Gleichzeitig markiert dieser Tag auch 100 Jahre Denkmalschutz in Hamburg. Was wurde erreicht, wo gibt es noch viel zu tun?

Anna Joss: Hamburg kann stolz sein auf seine vielfältigen Denkmäler und es gilt diese Vielfalt zu pflegen und zu erhalten. Der Wert der jungen Baukultur ist jedoch noch nicht im Bewusstsein aller angekommen. Daher ist es mir wichtig, sie in den Fokus der Öffentlichkeit zu rücken. Das funktioniert am besten, wenn man die Gebäude den Menschen wortwörtlich näherbringt.

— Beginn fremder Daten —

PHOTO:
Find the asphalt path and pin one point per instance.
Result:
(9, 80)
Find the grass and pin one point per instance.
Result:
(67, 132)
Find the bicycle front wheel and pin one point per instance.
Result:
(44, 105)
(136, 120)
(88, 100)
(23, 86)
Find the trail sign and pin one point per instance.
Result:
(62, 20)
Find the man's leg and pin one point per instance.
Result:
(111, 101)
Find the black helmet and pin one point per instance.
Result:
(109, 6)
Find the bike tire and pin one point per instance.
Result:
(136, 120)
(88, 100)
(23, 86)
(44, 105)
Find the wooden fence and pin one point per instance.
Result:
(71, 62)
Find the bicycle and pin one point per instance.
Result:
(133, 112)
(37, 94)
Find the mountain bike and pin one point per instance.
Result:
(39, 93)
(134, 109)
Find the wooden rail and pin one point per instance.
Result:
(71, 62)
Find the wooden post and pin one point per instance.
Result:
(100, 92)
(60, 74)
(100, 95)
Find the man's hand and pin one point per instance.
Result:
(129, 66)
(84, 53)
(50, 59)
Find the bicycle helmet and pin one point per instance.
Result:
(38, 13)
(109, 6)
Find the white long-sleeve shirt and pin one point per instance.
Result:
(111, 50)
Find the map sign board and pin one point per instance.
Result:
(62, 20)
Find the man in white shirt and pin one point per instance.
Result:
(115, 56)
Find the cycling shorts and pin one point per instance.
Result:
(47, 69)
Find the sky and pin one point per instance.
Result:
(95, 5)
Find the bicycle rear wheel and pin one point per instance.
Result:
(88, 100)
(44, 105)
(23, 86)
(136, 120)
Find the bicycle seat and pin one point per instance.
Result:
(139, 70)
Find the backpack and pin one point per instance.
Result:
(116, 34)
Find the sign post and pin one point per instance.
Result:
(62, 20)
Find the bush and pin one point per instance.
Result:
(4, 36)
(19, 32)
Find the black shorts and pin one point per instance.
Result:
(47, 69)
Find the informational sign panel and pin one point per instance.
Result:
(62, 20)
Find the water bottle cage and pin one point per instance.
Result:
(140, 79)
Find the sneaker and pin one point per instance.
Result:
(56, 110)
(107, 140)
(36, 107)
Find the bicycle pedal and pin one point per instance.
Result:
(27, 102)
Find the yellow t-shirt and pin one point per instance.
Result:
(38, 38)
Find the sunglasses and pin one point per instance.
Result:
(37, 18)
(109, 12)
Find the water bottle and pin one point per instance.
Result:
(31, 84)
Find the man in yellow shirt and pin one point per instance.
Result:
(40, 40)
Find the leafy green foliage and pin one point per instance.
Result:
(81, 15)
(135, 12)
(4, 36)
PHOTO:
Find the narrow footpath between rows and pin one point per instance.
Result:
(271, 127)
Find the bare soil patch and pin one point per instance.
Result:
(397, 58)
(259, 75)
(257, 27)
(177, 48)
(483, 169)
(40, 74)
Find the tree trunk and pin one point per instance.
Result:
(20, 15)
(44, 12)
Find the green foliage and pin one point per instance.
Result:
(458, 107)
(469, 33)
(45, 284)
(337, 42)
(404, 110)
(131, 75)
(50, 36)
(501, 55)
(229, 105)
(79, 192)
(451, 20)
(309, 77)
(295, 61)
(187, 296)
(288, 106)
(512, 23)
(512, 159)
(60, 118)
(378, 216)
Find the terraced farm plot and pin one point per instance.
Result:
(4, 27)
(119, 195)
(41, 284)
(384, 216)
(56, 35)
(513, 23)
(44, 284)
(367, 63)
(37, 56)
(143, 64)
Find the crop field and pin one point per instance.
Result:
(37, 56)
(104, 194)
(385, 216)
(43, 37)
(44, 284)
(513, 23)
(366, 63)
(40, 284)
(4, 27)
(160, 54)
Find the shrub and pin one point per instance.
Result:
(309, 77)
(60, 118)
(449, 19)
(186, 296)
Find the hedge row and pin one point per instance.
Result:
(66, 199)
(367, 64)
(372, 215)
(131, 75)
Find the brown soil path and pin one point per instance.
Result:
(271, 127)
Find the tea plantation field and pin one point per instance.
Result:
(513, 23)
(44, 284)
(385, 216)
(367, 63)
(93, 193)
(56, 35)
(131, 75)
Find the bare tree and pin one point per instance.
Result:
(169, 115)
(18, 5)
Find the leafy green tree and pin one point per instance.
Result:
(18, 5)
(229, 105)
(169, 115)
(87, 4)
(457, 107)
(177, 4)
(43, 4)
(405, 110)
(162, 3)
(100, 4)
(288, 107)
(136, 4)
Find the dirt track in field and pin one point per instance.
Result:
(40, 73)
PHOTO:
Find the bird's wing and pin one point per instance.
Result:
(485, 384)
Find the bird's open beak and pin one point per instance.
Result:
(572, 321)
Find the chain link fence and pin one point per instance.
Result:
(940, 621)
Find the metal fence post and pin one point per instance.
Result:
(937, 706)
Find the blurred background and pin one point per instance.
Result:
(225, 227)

Gebäude zu begehen und auch zu entdecken, was es im Inneren zu sehen gibt. Welche Überlegungen des Architekten flossen mit ein, was hat sich der Bauherr damals gedacht. Dies möchten wir vermitteln. Der Tag des offenen Denkmals bietet hier eine wunderbare Gelegenheit. Nicht nur die Architektur aus der unmittelbaren Nachkriegszeit, sondern vor allem auch die Gebäude aus den 1970er, 1980er und 1990er Jahren. Um diese Zeitschicht zu sichern, haben wir ein großangelegtes Inventarisationsprojekts aufgesetzt. Derzeit prüft das Denkmalschutzamt 730 Objekte aus der Zeit von 1975 bis 1995, um zu untersuchen, welche davon Denkmale sind.

Irina von Jagow: Die Stiftung Denkmalpflege Hamburg besteht seit 40 Jahren und hat in dieser Zeit die staatliche Denkmalpflege begleitet und Restaurierung und Rettung der Hamburger Bau- und Gartendenkmäler mit Millionenbeträgen gefördert. Einen Schwerpunkt über die Jahre hat die Rettung der schönen großen Höfe im Alten Land und in den Vierlanden gespielt, ein weiterer Schwerpunkt war die großartige Kunstausstattung der Hamburger Schulen in der Zwischenkriegszeit und seit über 20 Jahren betreuen wir den jüdischen Friedhof Königstraße, der nahezu vergessen und verfallen war.

Unbekanntes Kleinod: das Maler- und Lackierermuseum im Billwerder Glockenhaus. ©Maja Kunze

Welche Highlights erwarten den Besucher beim Denkmals-Tag in diesem Jahr? Welche Baudenkmäler sind für die Öffentlichkeit zugänglich, die es sonst nicht sind?

Anna Joss: Ganz besonders freue ich mich, dass wir zusammen mit der Stiftung Denkmalpflege Hamburg anlässlich des Jubiläums „100 Jahre Denkmalschutzgesetz für Hamburg“ die ganze Denkmalvielfalt Hamburgs zeigen können. Von den ersten unter Schutz gestellten Denkmälern in den Vier- und Marschlanden bis hin zu jungen Denkmälern wie dem 1987-90 errichteten Verlagshaus Gruner + Jahr oder dem 1978-80 errichteten Hanseviertel. Beides sind herausragende Beispiele für postmoderne Architektur. Zu ganz unterschiedlichen Denkmälern stehen die Türen offen und die Besucherinnen und Besucher sind herzlich eingeladen diese z.B. bei Führungen zu entdecken.   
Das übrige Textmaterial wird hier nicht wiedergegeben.